In order to provide reliable, secure, dependable configuration storage, PostgreSQL is used with the following configuration options:
- Locally, peer authentication.
- To allow replication, both servers must set: listen_addresses = '*' ssl = on wal_level = logical
- Copy the necessary certificates into the Postgres data directory and chown/chmod them as needed
- Need to know which SSL root cert ultimately signs the required certs. Currently this is /etc/ssl/certs/ISRG_Root_X1.pem but may need to change.
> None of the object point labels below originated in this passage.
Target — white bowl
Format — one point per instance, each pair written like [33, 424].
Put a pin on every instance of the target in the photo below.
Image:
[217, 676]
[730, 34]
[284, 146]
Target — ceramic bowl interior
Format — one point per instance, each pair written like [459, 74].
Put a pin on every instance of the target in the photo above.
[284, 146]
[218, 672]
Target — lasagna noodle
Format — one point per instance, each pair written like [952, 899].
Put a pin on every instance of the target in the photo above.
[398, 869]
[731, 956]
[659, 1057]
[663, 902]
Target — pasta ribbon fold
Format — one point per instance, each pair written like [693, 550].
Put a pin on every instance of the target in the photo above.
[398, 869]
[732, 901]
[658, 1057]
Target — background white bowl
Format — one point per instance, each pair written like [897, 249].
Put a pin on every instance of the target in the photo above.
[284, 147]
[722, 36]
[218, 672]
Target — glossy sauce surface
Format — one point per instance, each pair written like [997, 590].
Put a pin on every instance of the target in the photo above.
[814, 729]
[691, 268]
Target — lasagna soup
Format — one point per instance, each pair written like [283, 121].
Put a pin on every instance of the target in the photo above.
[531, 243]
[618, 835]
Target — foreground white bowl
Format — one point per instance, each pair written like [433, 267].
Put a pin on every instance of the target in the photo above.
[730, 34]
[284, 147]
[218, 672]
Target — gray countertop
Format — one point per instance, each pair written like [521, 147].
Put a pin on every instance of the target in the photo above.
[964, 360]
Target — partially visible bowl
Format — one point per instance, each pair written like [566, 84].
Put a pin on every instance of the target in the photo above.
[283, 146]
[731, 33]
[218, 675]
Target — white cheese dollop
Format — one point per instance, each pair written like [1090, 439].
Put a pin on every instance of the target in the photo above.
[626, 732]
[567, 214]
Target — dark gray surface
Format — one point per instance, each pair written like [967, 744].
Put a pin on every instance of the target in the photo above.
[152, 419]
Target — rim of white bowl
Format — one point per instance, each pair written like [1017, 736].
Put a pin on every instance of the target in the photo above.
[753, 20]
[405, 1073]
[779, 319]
- Connect: PGSSLROOTCERT=/etc/ssl/certs/ISRG_Root_X1.pem PGSSLCERT=certificate.pem PGSSLKEY=privkey.pem psql -h sikorsky.rosuav.com stillebot
- Create a publication on Sikorsky: stillebot=# create publication multihome for all tables;
- Create a subscription on Gideon:
stillebot=# create subscription multihome connection 'dbname=stillebot host=sikorsky.rosuav.com user=rosuav sslmode=require sslcert=/etc/postgresql/16/main/certificate.pem sslkey=/etc/postgresql/16/main/privkey.pem sslrootcert=/etc/ssl/certs/ISRG_Root_X1.pem application_name=multihome' publication multihome with (origin = none);
- Note that the user 'rosuav' must have the Replication attribute (confirm with
\du+
).
- Note that the user 'rosuav' must have the Replication attribute (confirm with
- Create the corresponding publication on Gideon, and subscription on Sikorsky:
stillebot=# create subscription multihome connection 'dbname=stillebot host=ipv4.rosuav.com user=rosuav sslmode=require sslcert=/etc/postgresql/16/main/certificate.pem sslkey=/etc/postgresql/16/main/privkey.pem sslrootcert=/etc/ssl/certs/ISRG_Root_X1.pem application_name=multihome' publication multihome with (origin = none, copy_data = false);
- Note: Do not copy_data both directions.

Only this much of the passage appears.